Notre autre bourgeois, habitant le Collège, ne sera pas
laissé pour compte, le 11 septembre 1825, un arrêté du préfet nomme Alexis
Lisfranc aux fonctions de membre du conseil municipal, nous entendrons parler
de lui.
Deux
arrêtés du préfet en date du 6 janvier 1826, reconduisent Maurey et Lamoureux
dans leurs fonctions de maire et d’adjoint, lesquels se prêtent mutuellement
serment le 4 février devant le conseil municipal réuni. Le 1er mai
1826, François Lafeuille est nommé au conseil municipal en remplacement de
Jacques François Thomas, décédé.
Le
3 mai 1828, Jean Pierre Mallet, nommé aux fonctions de membre municipal, en
remplacement du sieur Boissyquat décédé, prête serment devant le conseil réuni.
Voirie :
Prolongement
de la rue de la Plaine. - Le 1er septembre 1822, est soumis au
conseil un projet d'échange entre la commune et le sieur Honoré Dupré.

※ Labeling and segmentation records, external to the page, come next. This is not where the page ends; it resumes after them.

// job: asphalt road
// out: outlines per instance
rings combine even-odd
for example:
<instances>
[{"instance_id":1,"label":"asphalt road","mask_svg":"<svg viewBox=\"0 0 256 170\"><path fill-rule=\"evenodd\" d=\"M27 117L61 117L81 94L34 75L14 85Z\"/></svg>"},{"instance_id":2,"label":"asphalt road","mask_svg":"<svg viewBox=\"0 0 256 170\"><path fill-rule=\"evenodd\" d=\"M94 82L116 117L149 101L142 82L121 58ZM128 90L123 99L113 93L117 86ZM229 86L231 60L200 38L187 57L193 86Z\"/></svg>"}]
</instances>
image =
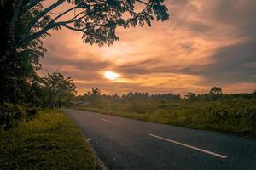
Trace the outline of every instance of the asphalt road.
<instances>
[{"instance_id":1,"label":"asphalt road","mask_svg":"<svg viewBox=\"0 0 256 170\"><path fill-rule=\"evenodd\" d=\"M64 110L109 170L256 170L255 139Z\"/></svg>"}]
</instances>

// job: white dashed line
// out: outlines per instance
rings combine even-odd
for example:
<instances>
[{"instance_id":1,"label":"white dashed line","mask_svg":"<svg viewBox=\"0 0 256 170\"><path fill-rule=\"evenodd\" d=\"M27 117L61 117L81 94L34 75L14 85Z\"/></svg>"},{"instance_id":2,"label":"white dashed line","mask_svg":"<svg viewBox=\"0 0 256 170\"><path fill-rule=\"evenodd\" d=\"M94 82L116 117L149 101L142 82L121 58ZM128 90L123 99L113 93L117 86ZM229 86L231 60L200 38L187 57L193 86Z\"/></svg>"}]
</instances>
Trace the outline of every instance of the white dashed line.
<instances>
[{"instance_id":1,"label":"white dashed line","mask_svg":"<svg viewBox=\"0 0 256 170\"><path fill-rule=\"evenodd\" d=\"M102 118L102 121L105 121L105 122L107 122L113 123L113 122L112 122L112 121L108 121L108 120L107 120L107 119L103 119L103 118Z\"/></svg>"},{"instance_id":2,"label":"white dashed line","mask_svg":"<svg viewBox=\"0 0 256 170\"><path fill-rule=\"evenodd\" d=\"M166 138L163 138L163 137L160 137L160 136L157 136L157 135L154 135L154 134L149 134L149 136L152 136L152 137L162 139L162 140L166 140L166 141L168 141L168 142L178 144L178 145L182 145L182 146L184 146L184 147L187 147L187 148L190 148L192 150L196 150L198 151L204 152L206 154L209 154L209 155L212 155L212 156L215 156L217 157L220 157L220 158L227 158L228 157L226 156L223 156L223 155L217 154L217 153L214 153L214 152L212 152L212 151L202 150L202 149L200 149L200 148L197 148L197 147L195 147L195 146L191 146L189 144L183 144L183 143L180 143L180 142L177 142L175 140L166 139Z\"/></svg>"}]
</instances>

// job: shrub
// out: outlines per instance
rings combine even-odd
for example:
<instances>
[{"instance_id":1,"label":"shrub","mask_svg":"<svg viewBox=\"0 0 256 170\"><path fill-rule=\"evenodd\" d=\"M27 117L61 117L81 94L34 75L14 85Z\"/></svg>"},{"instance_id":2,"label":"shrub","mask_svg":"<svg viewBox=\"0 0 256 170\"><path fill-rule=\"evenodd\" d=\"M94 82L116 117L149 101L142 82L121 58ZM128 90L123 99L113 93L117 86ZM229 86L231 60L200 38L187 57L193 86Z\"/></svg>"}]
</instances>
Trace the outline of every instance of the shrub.
<instances>
[{"instance_id":1,"label":"shrub","mask_svg":"<svg viewBox=\"0 0 256 170\"><path fill-rule=\"evenodd\" d=\"M15 127L18 121L26 118L26 110L20 105L3 102L0 106L0 126L4 130Z\"/></svg>"}]
</instances>

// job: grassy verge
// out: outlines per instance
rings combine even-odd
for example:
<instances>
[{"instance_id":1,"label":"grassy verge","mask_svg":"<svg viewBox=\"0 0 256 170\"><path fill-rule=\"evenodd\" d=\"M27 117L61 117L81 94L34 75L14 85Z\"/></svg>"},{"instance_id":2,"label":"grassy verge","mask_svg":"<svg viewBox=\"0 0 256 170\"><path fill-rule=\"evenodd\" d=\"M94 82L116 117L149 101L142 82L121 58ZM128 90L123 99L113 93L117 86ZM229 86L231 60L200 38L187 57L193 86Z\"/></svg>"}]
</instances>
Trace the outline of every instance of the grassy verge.
<instances>
[{"instance_id":1,"label":"grassy verge","mask_svg":"<svg viewBox=\"0 0 256 170\"><path fill-rule=\"evenodd\" d=\"M99 169L75 124L61 110L44 110L0 132L1 169Z\"/></svg>"},{"instance_id":2,"label":"grassy verge","mask_svg":"<svg viewBox=\"0 0 256 170\"><path fill-rule=\"evenodd\" d=\"M256 137L254 100L212 102L100 102L74 109L195 129Z\"/></svg>"}]
</instances>

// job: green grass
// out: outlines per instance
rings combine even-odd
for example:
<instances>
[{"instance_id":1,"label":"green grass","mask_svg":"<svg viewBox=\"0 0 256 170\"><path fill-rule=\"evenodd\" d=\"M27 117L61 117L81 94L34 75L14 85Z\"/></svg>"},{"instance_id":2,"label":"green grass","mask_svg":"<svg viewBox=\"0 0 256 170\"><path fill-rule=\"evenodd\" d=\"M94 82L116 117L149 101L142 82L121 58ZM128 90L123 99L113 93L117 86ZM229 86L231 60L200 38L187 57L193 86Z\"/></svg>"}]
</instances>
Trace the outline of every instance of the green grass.
<instances>
[{"instance_id":1,"label":"green grass","mask_svg":"<svg viewBox=\"0 0 256 170\"><path fill-rule=\"evenodd\" d=\"M73 108L141 121L256 137L256 100L99 100Z\"/></svg>"},{"instance_id":2,"label":"green grass","mask_svg":"<svg viewBox=\"0 0 256 170\"><path fill-rule=\"evenodd\" d=\"M99 169L90 146L61 110L44 110L0 132L1 169Z\"/></svg>"}]
</instances>

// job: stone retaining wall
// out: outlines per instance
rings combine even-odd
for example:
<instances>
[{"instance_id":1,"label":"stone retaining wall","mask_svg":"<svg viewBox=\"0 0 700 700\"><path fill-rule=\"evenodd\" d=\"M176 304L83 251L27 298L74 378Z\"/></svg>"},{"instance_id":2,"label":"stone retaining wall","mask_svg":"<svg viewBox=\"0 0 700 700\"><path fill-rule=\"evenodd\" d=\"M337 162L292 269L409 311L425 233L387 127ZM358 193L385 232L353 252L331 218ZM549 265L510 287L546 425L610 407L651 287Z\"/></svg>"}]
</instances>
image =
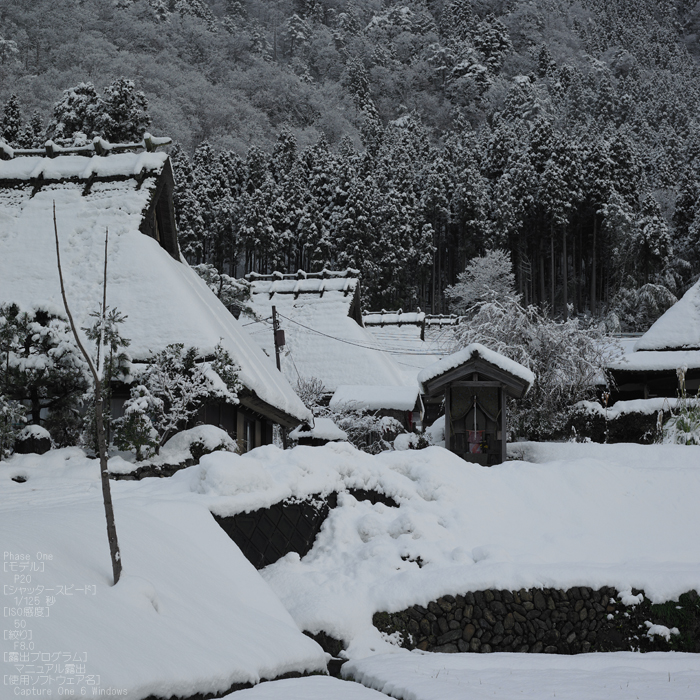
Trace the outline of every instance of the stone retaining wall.
<instances>
[{"instance_id":1,"label":"stone retaining wall","mask_svg":"<svg viewBox=\"0 0 700 700\"><path fill-rule=\"evenodd\" d=\"M669 650L700 652L700 597L627 606L614 588L477 591L446 595L397 613L376 613L374 625L399 633L401 646L435 652L544 652ZM647 635L650 624L678 627L666 641ZM396 636L394 637L397 638Z\"/></svg>"}]
</instances>

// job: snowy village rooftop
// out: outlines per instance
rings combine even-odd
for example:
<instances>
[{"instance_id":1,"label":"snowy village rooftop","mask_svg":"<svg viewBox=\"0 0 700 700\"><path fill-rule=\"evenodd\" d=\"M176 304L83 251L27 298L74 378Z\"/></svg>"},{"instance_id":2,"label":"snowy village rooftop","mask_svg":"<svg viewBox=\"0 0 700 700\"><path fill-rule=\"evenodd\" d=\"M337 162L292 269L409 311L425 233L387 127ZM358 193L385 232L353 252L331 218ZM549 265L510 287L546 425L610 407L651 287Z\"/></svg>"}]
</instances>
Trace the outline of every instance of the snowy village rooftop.
<instances>
[{"instance_id":1,"label":"snowy village rooftop","mask_svg":"<svg viewBox=\"0 0 700 700\"><path fill-rule=\"evenodd\" d=\"M250 272L246 278L251 283L251 293L269 294L318 294L323 296L326 292L342 292L344 296L355 294L358 289L359 270L348 268L347 270L326 270L320 272L304 272L299 270L296 274L283 274L272 272L262 275Z\"/></svg>"},{"instance_id":2,"label":"snowy village rooftop","mask_svg":"<svg viewBox=\"0 0 700 700\"><path fill-rule=\"evenodd\" d=\"M254 318L269 318L276 308L286 335L282 372L292 384L313 377L328 393L345 384L404 384L396 363L362 325L358 275L353 269L247 275ZM268 328L257 326L251 335L274 357Z\"/></svg>"},{"instance_id":3,"label":"snowy village rooftop","mask_svg":"<svg viewBox=\"0 0 700 700\"><path fill-rule=\"evenodd\" d=\"M95 139L71 149L0 147L0 303L63 316L55 207L78 328L91 325L102 298L108 230L107 303L126 317L122 333L131 340L135 361L173 343L207 356L221 343L238 363L251 402L262 401L283 424L308 420L308 410L274 364L182 260L172 167L167 154L154 152L168 143L146 134L134 144Z\"/></svg>"},{"instance_id":4,"label":"snowy village rooftop","mask_svg":"<svg viewBox=\"0 0 700 700\"><path fill-rule=\"evenodd\" d=\"M700 280L652 325L634 349L700 350Z\"/></svg>"}]
</instances>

Celui-ci
cédera à la commue une portion de terrain de sa pièce de terre marquée sur le
cadastre n°266, dans la partie avoisinant Victor Ducreux et le chemin tendant
de Morsang à Montlhéry par la plaine de Villemoisson. La commune rétrocédera,
en échange, une égale portion de terrain dans la pâture communale provenant
d'un autre échange fait avec Mr. Dabrin, propriétaire de Vaucluse, et contiguë
à la pièce de terre d'Honoré Dupré.
Et
ce, pour procurer à la commune une communication entre les chemins de Morsang à
Montlhéry devenue essentielle aux propriétaires de la plaine et des Franchises
depuis la suppression faite par Mr. Dabrin d'un chemin qui assure cette
communication et la création d'un autre qui remplit ce but que par un long
circuit.
(Cette
suppression est la prolongation de la rue de la Garenne entre celle-ci et
l’Orge en direction du Perray. Et, pour plus d’éclaircissement, ce projet de
nouvelle communication n’est autre que la création du prolongement de la rue de
la Plaine depuis l’avenue d’Epinay jusqu'à l’avenue de la République).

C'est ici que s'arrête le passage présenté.